Question

Which of the following Maxwell’s equations represents Faraday’s law of electromagnetic induction?

• A. \( \nabla \cdot \mathbf{E} = \frac{\rho}{\epsilon_0} \)
• B. \( \nabla \cdot \mathbf{B} = 0 \)
• C. \( \nabla \times \mathbf{E} = -\frac{\partial \mathbf{B}}{\partial t} \)
• D. \( \nabla \times \mathbf{B} = \mu_0 \mathbf{J} \)

Hint:

The negative sign in Faraday's Law represents {Lenz's Law}, which states that the induced effect opposes the cause that produced it.

Answer 1

The Correct Option is C

Step 1: Recall the physical idea behind Faraday’s law. 
Faraday’s law explains how a changing magnetic field gives rise to an electric field.
When the magnetic flux through a surface varies with time, it induces an electromotive force (EMF), leading to a circulating electric field.

Step 2: Express the law mathematically.
In integral form, Faraday’s law is written as:

\[ \oint \mathbf{E}\cdot d\mathbf{l} = -\frac{d\Phi_B}{dt} \]

By applying Stokes’ theorem, this integral relation is transformed into a local (differential) form that appears in Maxwell’s equations.

Step 3: Compare the given equations.
(A) $\nabla \cdot \mathbf{E} = \frac{\rho}{\varepsilon_0}$ describes how electric charges produce electric fields. This is Gauss’s law for electricity.
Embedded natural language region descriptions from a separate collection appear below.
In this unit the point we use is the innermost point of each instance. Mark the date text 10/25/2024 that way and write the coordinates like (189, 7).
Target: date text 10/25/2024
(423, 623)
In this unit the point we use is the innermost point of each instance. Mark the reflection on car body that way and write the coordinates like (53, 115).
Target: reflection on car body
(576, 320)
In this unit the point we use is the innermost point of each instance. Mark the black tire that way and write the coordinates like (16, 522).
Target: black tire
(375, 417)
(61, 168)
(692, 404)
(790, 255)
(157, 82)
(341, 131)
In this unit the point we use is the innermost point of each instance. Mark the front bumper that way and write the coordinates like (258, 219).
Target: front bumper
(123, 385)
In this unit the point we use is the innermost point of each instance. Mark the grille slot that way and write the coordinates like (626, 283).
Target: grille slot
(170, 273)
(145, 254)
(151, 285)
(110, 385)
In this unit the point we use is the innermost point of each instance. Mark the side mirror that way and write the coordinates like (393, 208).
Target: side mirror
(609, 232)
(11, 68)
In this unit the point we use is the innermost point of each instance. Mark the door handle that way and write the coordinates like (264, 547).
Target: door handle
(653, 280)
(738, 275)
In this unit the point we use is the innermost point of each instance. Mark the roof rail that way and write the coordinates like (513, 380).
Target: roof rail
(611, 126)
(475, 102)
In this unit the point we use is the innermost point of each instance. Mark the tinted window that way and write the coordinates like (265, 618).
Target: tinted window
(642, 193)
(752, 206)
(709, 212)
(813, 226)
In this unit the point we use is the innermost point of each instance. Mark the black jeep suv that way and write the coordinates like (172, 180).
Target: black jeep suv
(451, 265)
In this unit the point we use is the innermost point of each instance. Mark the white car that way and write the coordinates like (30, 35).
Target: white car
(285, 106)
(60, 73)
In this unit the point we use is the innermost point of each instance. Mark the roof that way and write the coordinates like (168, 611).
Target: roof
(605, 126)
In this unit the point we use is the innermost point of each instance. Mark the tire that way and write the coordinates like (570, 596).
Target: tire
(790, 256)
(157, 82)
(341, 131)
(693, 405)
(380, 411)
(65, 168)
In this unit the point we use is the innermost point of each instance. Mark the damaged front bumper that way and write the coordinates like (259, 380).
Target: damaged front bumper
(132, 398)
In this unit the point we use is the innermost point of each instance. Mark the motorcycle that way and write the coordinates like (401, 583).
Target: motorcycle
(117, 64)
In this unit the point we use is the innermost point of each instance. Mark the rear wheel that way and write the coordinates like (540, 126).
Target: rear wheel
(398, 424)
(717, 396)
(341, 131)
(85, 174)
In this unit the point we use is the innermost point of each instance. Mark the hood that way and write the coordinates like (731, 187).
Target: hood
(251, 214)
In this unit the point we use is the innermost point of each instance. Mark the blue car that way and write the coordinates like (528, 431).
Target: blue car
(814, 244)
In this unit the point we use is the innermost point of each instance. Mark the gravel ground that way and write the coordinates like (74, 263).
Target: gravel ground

(B) $\nabla \cdot \mathbf{B} = 0$ states that magnetic monopoles do not exist. This is Gauss’s law for magnetism.

(C) $\nabla \times \mathbf{E} = -\frac{\partial \mathbf{B}}{\partial t}$ directly links the curl of the electric field to a time-varying magnetic field. This is exactly the differential form of Faraday’s law.

(D) $\nabla \times \mathbf{B} = \mu_0 \mathbf{J}$ (without the displacement current term) represents Ampère’s circuital law.

Step 4: Final conclusion.
The mathematical expression corresponding to Faraday’s law of electromagnetic induction is:

\[ \boxed{\nabla \times \mathbf{E} = -\frac{\partial \mathbf{B}}{\partial t}} \]